Editor: Are you aware? BNSF Railway regularly applies pestcide in our communities.

Editor:

Are you aware?

BNSF Railway regularly applies pestcide in our communities.

The chemical glyphosate – trade name RoundUp – is a chemical herbicide that has been used previously to kill plants growing near the tracks and gravel area along the seafront walks, promenade and beyond.

This dangerous practice is scheduled to take place again during the first week of October, as advertised in Peace Arch News classifieds on Sept. 28.

Contrary to what BNSF or its environmental services agent might claim, chemical herbicides – which are pesticides – are hazardous to the environment and human health, and according to the Canadian Cancer Society, the International Agency for Research on Cancer, the U.S. Environmental Protection Agency, glyphosate and similar toxic chemicals are now considered likely carcinogens and endocrine disruptors.

Any slight breeze off the seas will cause the pesticide to drift, possibly well beyond the tracks, over walkways or up the slope where people, especially children, animals and plants are at risk.

Chemicals leach into the groundwater and the sea.

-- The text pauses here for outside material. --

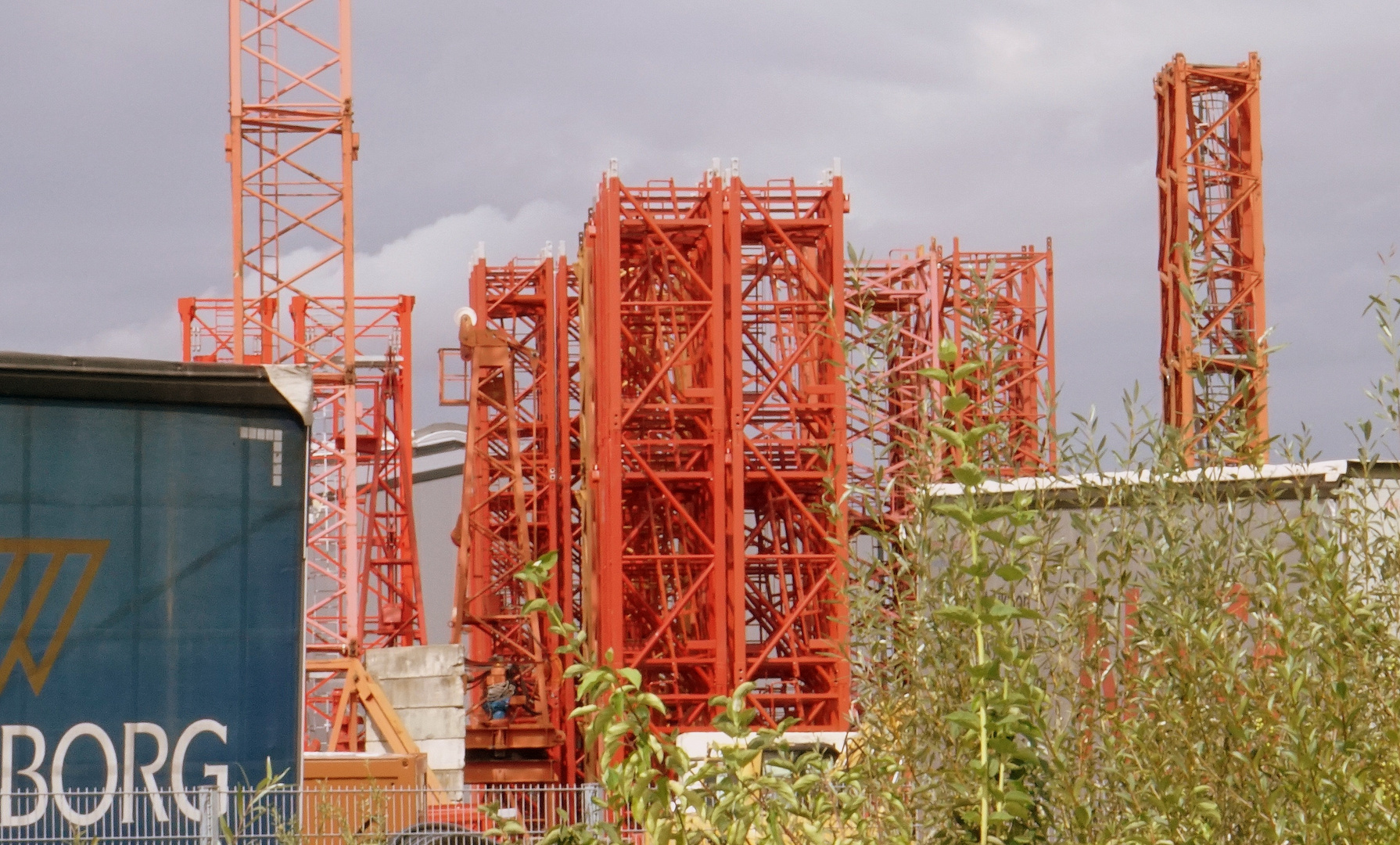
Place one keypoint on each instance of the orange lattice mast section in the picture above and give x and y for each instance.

Our drinking water, our aquifer and our beach and seafront, sea life ecosystem are all negatively affected by such careless chemical spraying.

We need to use alternative methods, not chemicals, and find solutions that are safe, environmentally friendly and risk free.

We need to work with nature and the earth.

This Thanksgiving, let’s be grateful that we are healthy and live in a healthy environment and community.